Parte do apelo está no endereço, o imóvel fica a uma quadra da Oscar Freire, apontada pela Cushman & Wakefield como a rua comercial mais valorizada do mundo em 2025.


Mas há um detalhe técnico que faz os olhos dos incorporadores brilharem: o terreno tem pouco mais de 3 mil m².


Parece pouco? No alto padrão, é exatamente o contrário. Incorporadores costumam dizer que lotes abaixo de 2,5 mil m² não “fecham a conta” para produtos premium. Aqui, o tamanho permite um projeto robusto sem precisar comprar e consolidar terrenos vizinhos (algo cada vez mais raro (e caro) nos Jardins).


🏗️ Zoneamento amigo, conta desafiadora

O terreno está em Zona Mista, com potencial de adensamento nível 5. Na prática, isso permite construir até quatro vezes a área do lote, com incentivos à verticalização.

Parece o cenário perfeito? Quase.


Para erguer um residencial de alto padrão “puro-sangue”, o comprador terá que usar CEPACs ou pagar outorga onerosa. Some a isso um detalhe nada trivial:há tubulações no subsolo que precisarão ser realocadas, custo que não aparece no folder, mas pesa no Excel.


🔄 Ativo reciclado, apetite novo

A venda faz parte da estratégia da Sabesp de reciclagem de ativos non-core.
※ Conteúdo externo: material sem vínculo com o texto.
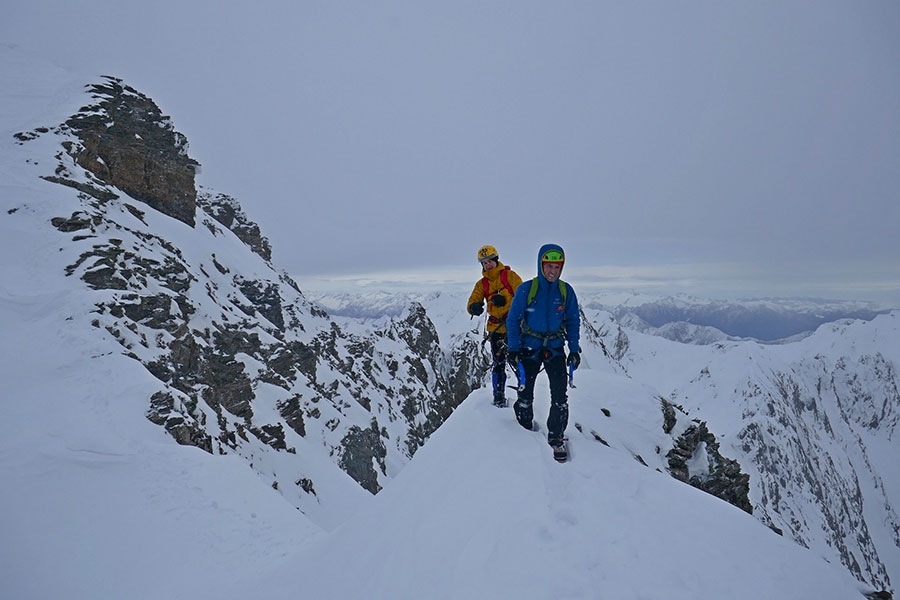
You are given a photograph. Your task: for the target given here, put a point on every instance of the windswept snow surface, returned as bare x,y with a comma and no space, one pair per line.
484,511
A companhia tem cerca de 1.000 terrenos e imóveis no portfólio e vem avaliando quais fazem mais sentido virar caixa do que continuar no balanço.


Curiosamente, não é a primeira tentativa de venda. Logo após a privatização, o ativo já havia sido colocado na mesa (mas o ticket total do projeto esfriou as conversas).


Agora, com o mercado de luxo mais resiliente e capital ainda circulando nesse nicho, o jogo mudou.


🤔 O que essa disputa revela?

Mais do que uma venda pontual, o episódio expõe uma tendência clara:em regiões consolidadas como os Jardins, terreno virou o verdadeiro gargalo do mercado imobiliário.


Quem tem terra, manda no jogo. Quem não tem, disputa — e paga caro. E a Sabesp, ao que tudo indica, escolheu o momento certo para vender.